To make it concrete, take a three-hour build job. An hour in, a node is recycled for an OS patch: the workflow re-dispatches the step that was running, the stream replays, a new sandbox picks it up, and the job continues. Two hours in, the model provider has a brief outage: the in-flight step times out and retries against a healthy endpoint without losing the prior work. The job finishes on time, on its third sandbox, and the user watching the whole time saw a short reconnect and nothing else. No single failure was special. They were all the same failure, handled the same way.

No lost tokens is the hard part

It is worth being precise about why resume is harder than retry. A naive system retries the failed step from scratch. For an agent, that means re-running an expensive multi-turn reasoning process, and possibly repeating side effects that already happened, which is worse than slow.

Resume means picking up mid-stream: the token that was being generated, the tool call that was in flight, the working memory exactly as it stood. That only works if session state is recorded at a fine grain, as an append-only stream of events, so that replaying the stream reconstructs the precise state and the agent continues the same thought instead of starting a new one. The log is the source of truth. The sandbox is just its current reader, and readers are replaceable.

Resuming safely also means not doing things twice. A step that already sent an email or wrote a row must not repeat that when it is re-dispatched. The workflow engine's recorded history is what makes steps replay-safe: it knows which effects already happened, so a replay reconstructs state without re-firing the side effects. Resume is not just fast. It is correct.

Swarms survive too

A single agent is the simple case. An agent can also spawn sub-agents, to parallelize work or to isolate context across separate workers. A sub-agent runs as a sub-process inside the parent's sandbox, shares its working volume, and inherits a defined subset of the parent's grants. It can never exceed the parent's permissions.

The durability story holds for the swarm without changes. The coordination between parent and sub-agents is itself a series of events on the same durable stream, not state trapped in one process's memory. So if the sandbox running a swarm dies, the coordination replays along with everything else, and the work resumes as a swarm. Every sub-agent action is attributed to both the sub-process and the parent session in the audit log, so a recovered swarm is exactly as traceable as it was before the failure.

Provisioning fast enough to hide

The recovery story depends on a new sandbox showing up quickly, and most of the time it does. The sandbox node pool autoscales, so a brand-new node takes sixty to ninety seconds to come up, but a sandbox pod scheduled onto existing capacity starts in under ten seconds. Because the pool keeps headroom, a recycled sandbox usually returns on that faster path, before the user's reconnect even finishes.
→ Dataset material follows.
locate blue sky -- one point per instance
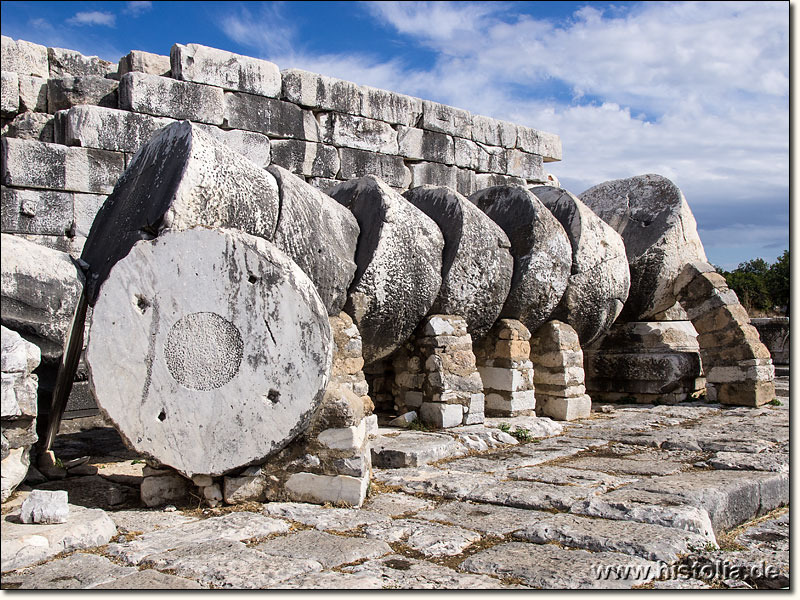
(695, 91)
When the pool hits its ceiling, new work queues rather than failing, and capacity utilization, queue depth, and provisioning latency are exposed as metrics. The operator sees pressure building before it becomes a wait anyone notices.
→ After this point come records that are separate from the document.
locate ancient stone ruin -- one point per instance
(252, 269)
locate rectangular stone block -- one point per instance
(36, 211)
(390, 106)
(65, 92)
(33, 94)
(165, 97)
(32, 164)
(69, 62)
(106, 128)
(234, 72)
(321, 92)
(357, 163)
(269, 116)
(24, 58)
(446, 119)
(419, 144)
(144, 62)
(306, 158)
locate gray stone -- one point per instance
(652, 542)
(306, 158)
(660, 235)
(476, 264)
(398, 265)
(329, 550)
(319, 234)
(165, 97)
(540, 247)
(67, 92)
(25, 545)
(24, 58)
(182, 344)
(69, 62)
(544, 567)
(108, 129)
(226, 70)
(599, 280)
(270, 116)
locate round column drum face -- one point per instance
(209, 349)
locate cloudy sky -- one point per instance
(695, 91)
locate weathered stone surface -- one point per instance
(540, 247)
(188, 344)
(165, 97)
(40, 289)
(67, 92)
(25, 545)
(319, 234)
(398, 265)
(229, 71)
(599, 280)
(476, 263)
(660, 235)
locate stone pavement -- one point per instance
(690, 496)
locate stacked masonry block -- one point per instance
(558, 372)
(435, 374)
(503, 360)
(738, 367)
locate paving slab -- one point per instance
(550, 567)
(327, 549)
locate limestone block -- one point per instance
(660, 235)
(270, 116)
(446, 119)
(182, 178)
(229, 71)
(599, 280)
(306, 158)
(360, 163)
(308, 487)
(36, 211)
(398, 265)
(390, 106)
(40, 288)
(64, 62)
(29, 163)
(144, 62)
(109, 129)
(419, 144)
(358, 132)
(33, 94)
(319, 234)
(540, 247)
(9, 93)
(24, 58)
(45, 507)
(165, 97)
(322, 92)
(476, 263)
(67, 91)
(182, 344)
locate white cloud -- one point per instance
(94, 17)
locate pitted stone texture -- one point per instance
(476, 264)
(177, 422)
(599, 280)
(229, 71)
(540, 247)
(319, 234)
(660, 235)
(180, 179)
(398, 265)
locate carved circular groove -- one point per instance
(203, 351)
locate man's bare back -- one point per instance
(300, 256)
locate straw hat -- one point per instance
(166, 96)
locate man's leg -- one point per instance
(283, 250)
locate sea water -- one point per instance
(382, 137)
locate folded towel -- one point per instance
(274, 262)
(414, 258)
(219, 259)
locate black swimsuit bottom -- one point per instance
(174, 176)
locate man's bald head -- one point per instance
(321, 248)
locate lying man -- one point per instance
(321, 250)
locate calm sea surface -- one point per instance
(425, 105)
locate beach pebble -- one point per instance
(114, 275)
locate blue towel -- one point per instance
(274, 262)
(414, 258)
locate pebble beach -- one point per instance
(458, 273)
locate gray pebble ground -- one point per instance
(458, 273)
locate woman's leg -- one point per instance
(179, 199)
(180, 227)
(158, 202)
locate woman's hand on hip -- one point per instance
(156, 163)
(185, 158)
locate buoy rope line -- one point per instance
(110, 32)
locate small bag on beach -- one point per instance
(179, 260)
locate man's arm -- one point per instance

The same design gives you availability for free

Once durable state lives in replicated systems, ordinary failures stop being events worth handling specially. The workflow engine keeps durable workflow state and resumes in-flight workflows after a subsystem failure. The streaming log replays across pod restarts and node failures, so session state survives them. The relational store runs across availability zones with automatic failover.

None of that is special-case recovery code living inside the agent. It falls out of one decision: keep durable state off the disposable layer. The agent does not have to know a node died. It reads the log and keeps going, and the machinery underneath quietly hands it a new machine.

Disposable compute, durable work

The two properties look like they should trade off against each other. A machine you can destroy at any moment, and work that survives for hours across machines. They do not trade off, because they describe different things. The compute is disposable. The state is durable. The line between them is drawn so that nothing you care about ever lives on the part you are willing to lose. Throw the sandbox away as often as you like. The work was never in it.